From Carlin Romano’s article “Will the Book Survive Generation Text?” in The Chronicle of Higher Education:
My own peculiar worry about Academe 2020, offered with less than 20/20 foresight, may seem less catastrophic: the death of the book as object of study, the disappearance of “whole” books as assigned reading. Does that count as a preposterous figment of extreme academe, or is it closer than we think?
I don’t mean the already overwrought debate over the crisis of the book as codex—the daily New York Times announcement that electronic readers stand primed to eliminate paper books. (This shift, of course, plays into the problem, since any shrewd publishing type can see how the paper book’s demise might make it easier to digitally trim, abridge, and repackage texts in more “appealing” forms than their benighted authors envisaged.) The issue isn’t the decline in book sales, though it, too, remains an element of the big picture. I am talking about the growing feeling among humanities professors—intuitive and anecdotal, shared over lunch like an embarrassing tale about a colleague—that for too many of today’s undergraduates, reading a whole book, from A to Z, feels like a marathon unfairly imposed on a jogger.
When I finished reading the article I felt the need to read only really long novels for the rest of my life.

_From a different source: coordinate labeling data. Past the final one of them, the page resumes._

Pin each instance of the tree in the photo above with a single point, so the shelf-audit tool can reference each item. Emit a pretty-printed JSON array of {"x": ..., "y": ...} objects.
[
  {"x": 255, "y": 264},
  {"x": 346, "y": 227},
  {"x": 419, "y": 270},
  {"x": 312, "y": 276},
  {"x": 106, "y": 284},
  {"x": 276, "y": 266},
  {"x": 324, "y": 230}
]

When you get used to a routine that means most of your time every evening is spent doing homework with only a few minutes to read before bed and then there is suddenly no homework to do it sort of throws one for a loop. It took me awhile to figure out what to do with myself last night. But of course when it dawned on me that I can read, all was right with the world.
So I finished Mansfield Park and will let that sit in my brain another day or so before I write anything about it. This was book number 15 in Emily’s TBR Challenge. I have five and a half more to go:
- The half is Hermione Lee’s bio of Edith Wharton. I am planning on finishing it while I am on quarter break.
- The Wilderness Warrior: Theodore Roosevelt and the Crusade for America by Douglas Brinkley. This is as fat as the Wharton bio. I have serious doubts I will be able to finish it this year but I will try.
- A Book of Silence by Sara Maitland.
- Evil in Modern Thought by Susan Neiman.
- 2666 by Roberto Bolaño.
- A Human Eye by Adrienne Rich.
Not too bad. The year isn’t over yet, right?